Vol. 2 Issue 27 | July 8, 2016

Vol. 2 Issue 27 | July 8, 2016

Three Things This Week

1. Alton Sterling and Philandro Castile

What it is: In the past two days, the fatal shootings of two black men by police has the US asking big questions about systemic racism and police violence leading to the shooting deaths of 561 people in 2016.

Why it’s important: Because Sterling and Castile were God’s children. Because Christians are pro-life. Because we are a people who give voice to injustice. Because black lives really do matter. Because, as witnessed in Dallas, an eye for an eye makes the whole world blind. According to Beyonce, “We all have the power to channel our anger and frustration into action.” Help your students develop empathy for the hurting. Empathy starts with walking a mile in someone else’s shoes; it means mourning with those who mourn; it means that even though you aren’t a victim of police violence, recognize that “injustice anywhere is a threat to justice everywhere.” It means doing more than tweeting #ThoughtsAndPrayers. Throughout history, justice often comes for the oppressed when the privileged join in their struggle. Remind your students that outrage alone isn’t a strategy, that their task is to join in the fight for human dignity.

 

2. Teaching Tips For the 21st-Century

What it is: Today’s students are tech-savvy, socially connected, and media immersed (the average TV show changes scenes every 7 seconds), and it’s altering how they think. We as teachers/pastors should adapt our educational techniques accordingly as we disciple the next generation.

Do this: Incorporate media in your lessons, and change the visuals often. Utilize blended learning, allowing students to use computers for research, watch videos, and collaborate with one another on various topics. Finally, use pop culture as teaching tools. When students are given the opportunity to engage and write about their own interests, they feel more comfortable taking your instruction and guidance.

 

3. “Fingermouthing”

What it is: New photo pose and Internet slang term that’s not nearly as dirty as it sounds.

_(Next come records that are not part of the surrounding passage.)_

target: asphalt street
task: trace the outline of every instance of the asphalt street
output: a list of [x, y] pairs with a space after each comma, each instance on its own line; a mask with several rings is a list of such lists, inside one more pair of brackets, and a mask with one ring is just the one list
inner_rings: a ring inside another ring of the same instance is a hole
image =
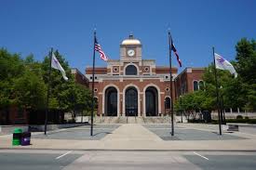
[[255, 152], [1, 150], [1, 170], [254, 170]]

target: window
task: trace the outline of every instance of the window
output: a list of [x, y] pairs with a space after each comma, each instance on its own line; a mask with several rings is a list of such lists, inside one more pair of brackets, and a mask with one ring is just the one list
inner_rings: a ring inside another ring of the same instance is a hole
[[137, 68], [134, 65], [128, 65], [126, 69], [126, 75], [137, 75]]
[[170, 109], [170, 98], [166, 98], [165, 108]]
[[197, 91], [198, 90], [198, 82], [194, 81], [193, 85], [194, 85], [194, 91]]
[[105, 92], [105, 111], [107, 116], [117, 116], [117, 90], [115, 87]]
[[203, 89], [204, 89], [204, 86], [205, 86], [205, 85], [204, 85], [204, 82], [203, 82], [203, 81], [200, 81], [200, 82], [199, 82], [199, 89], [200, 89], [200, 90], [203, 90]]

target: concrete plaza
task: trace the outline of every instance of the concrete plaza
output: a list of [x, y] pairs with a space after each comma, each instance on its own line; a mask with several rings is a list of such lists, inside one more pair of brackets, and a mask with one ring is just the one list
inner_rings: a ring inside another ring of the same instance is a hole
[[224, 132], [216, 124], [178, 124], [175, 135], [169, 124], [97, 124], [94, 136], [89, 125], [33, 133], [32, 145], [11, 145], [12, 135], [0, 136], [1, 149], [47, 149], [90, 150], [256, 150], [256, 133]]

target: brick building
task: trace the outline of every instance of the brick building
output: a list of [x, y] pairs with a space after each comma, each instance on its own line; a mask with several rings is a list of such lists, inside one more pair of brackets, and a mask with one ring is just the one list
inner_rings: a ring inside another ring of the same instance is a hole
[[205, 68], [185, 68], [174, 78], [175, 98], [186, 93], [197, 91], [202, 87]]
[[[168, 113], [170, 106], [169, 68], [156, 66], [154, 59], [143, 59], [142, 45], [129, 35], [120, 45], [120, 59], [95, 68], [95, 98], [98, 115], [158, 116]], [[177, 68], [172, 68], [173, 77]], [[92, 68], [86, 68], [92, 82]], [[174, 83], [173, 83], [174, 85]], [[172, 94], [175, 90], [173, 88]]]

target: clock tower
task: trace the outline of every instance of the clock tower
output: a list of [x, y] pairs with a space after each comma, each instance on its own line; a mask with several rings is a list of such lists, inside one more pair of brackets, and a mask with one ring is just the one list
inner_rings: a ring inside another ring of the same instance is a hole
[[122, 61], [141, 61], [141, 44], [132, 34], [120, 45], [120, 59]]

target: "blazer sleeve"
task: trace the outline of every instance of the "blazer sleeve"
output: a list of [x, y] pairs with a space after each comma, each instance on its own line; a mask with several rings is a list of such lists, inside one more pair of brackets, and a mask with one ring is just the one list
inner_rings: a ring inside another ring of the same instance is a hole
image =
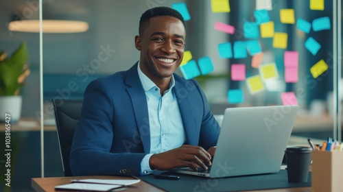
[[202, 98], [202, 105], [203, 106], [203, 116], [199, 136], [199, 145], [207, 150], [211, 147], [217, 145], [220, 127], [211, 111], [206, 95], [200, 86], [199, 83], [195, 80], [191, 80], [199, 91]]
[[111, 152], [115, 142], [113, 97], [110, 94], [104, 82], [98, 80], [87, 86], [82, 119], [71, 150], [69, 162], [73, 176], [141, 174], [141, 162], [145, 154]]

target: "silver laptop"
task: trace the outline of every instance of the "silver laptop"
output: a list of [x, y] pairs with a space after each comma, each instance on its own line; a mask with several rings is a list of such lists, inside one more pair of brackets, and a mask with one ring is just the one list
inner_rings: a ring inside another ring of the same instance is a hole
[[211, 169], [196, 171], [178, 168], [173, 171], [209, 178], [278, 172], [298, 108], [298, 106], [226, 108]]

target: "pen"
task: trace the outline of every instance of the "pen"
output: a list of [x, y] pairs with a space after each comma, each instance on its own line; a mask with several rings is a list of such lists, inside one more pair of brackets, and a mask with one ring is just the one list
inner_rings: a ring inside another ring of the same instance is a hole
[[311, 146], [311, 148], [312, 148], [312, 150], [316, 151], [316, 147], [314, 147], [314, 144], [312, 141], [311, 141], [309, 138], [307, 139], [307, 141], [309, 141], [309, 145]]

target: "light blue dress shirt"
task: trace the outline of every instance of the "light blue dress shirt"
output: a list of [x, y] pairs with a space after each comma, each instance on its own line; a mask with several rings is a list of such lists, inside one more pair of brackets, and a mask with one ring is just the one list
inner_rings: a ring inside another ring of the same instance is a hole
[[150, 153], [141, 163], [142, 175], [152, 172], [149, 160], [154, 154], [164, 152], [182, 145], [186, 141], [178, 100], [173, 91], [172, 76], [169, 88], [160, 94], [160, 88], [145, 75], [138, 64], [138, 75], [145, 92], [150, 126]]

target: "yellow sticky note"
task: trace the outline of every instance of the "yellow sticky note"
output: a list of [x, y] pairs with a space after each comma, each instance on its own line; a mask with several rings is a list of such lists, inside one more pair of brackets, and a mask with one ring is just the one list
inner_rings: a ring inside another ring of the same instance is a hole
[[280, 20], [282, 23], [294, 24], [296, 19], [294, 17], [294, 9], [281, 9]]
[[278, 33], [276, 32], [274, 34], [273, 39], [273, 47], [286, 49], [287, 48], [287, 40], [288, 38], [288, 34], [286, 33]]
[[259, 73], [263, 80], [277, 79], [279, 77], [279, 73], [275, 63], [261, 65], [259, 68]]
[[228, 0], [211, 0], [213, 12], [229, 12], [230, 3]]
[[260, 25], [261, 37], [268, 38], [274, 36], [274, 22], [261, 23]]
[[327, 63], [324, 61], [324, 60], [321, 60], [318, 61], [316, 64], [315, 64], [311, 69], [309, 69], [309, 71], [312, 73], [312, 76], [314, 78], [317, 78], [319, 75], [322, 75], [322, 73], [325, 72], [329, 69], [329, 66], [327, 66]]
[[247, 78], [246, 82], [251, 94], [257, 93], [265, 89], [264, 84], [259, 75]]
[[311, 10], [324, 10], [324, 0], [310, 0], [309, 9]]
[[192, 53], [191, 53], [190, 51], [186, 51], [183, 53], [183, 58], [182, 58], [182, 62], [181, 62], [181, 64], [180, 66], [182, 66], [187, 63], [189, 61], [190, 61], [193, 58]]

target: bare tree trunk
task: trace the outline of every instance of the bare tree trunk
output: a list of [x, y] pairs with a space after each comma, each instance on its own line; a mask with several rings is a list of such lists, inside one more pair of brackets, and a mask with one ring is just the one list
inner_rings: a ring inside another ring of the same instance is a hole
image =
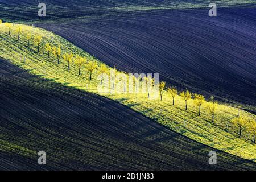
[[255, 131], [253, 132], [253, 143], [255, 143]]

Why it’s important: Coined by Buzzfeed, the pose simply consists of draping one’s fingers around one’s mouth when taking a selfie to make it look, ironically, a little more spur of the moment and less posed. Though it can be much more sensual than simply smiling for a selfie, if you hear teens talking about this, no need for alarm! But it could be a great conversation starter about selfies, validation, and Instagram culture.

Teen Drug Use

In the past, the war against drugs has focused on illegal drugs. But prescription drug abuse–either taking a prescription medication that isn’t yours or taking your own medication in a way that differs from doctor’s orders–is on the rise among the next generation. In fact, 20% of high school students admit to taking prescription drugs without written consent from a physician. According to President Obama, “Addiction doesn’t always start in some dark alley–it often starts in a medicine cabinet.” The biggest potential health risk is “stacking,” when teens combine medication with either another medication or alcohol to increase its impact. The results can be both addictive and deadly. More teens die from prescription drug overdose than by heroin and cocaine use combined. Painkillers, tranquilizers, and anabolic steroids are the most commonly abused subscription drugs, with over 50% of these medications obtained from a friend or relative. Read these 12 reasons teens use subscription drugs.

Top 10 Prescriptions Abused by Teens:
1. OxyContin (opioid pain med)
2. Xanax (anxiety/panic med)
3. Adderall (the “study drug”)
4. Ritalin (used to treat ADHD)
5. Vicodin (opioid pain med)
6. Percocet (opioid pain med)
7. Valium (anxiety/sleeping med)
8. Ambien (sedative/sleeping med)
9. Cough Syrup
10. Phenobarbital (barbiturate hypnotic sedative)

Students often abuse drugs to escape stress. Instead of running away from their problems, encourage healthy ways of coping with stress by modeling active listening, healthy coping strategies (meditation, reading a book, or exercise), and being fully present with your students by helping them voice what they are feeling.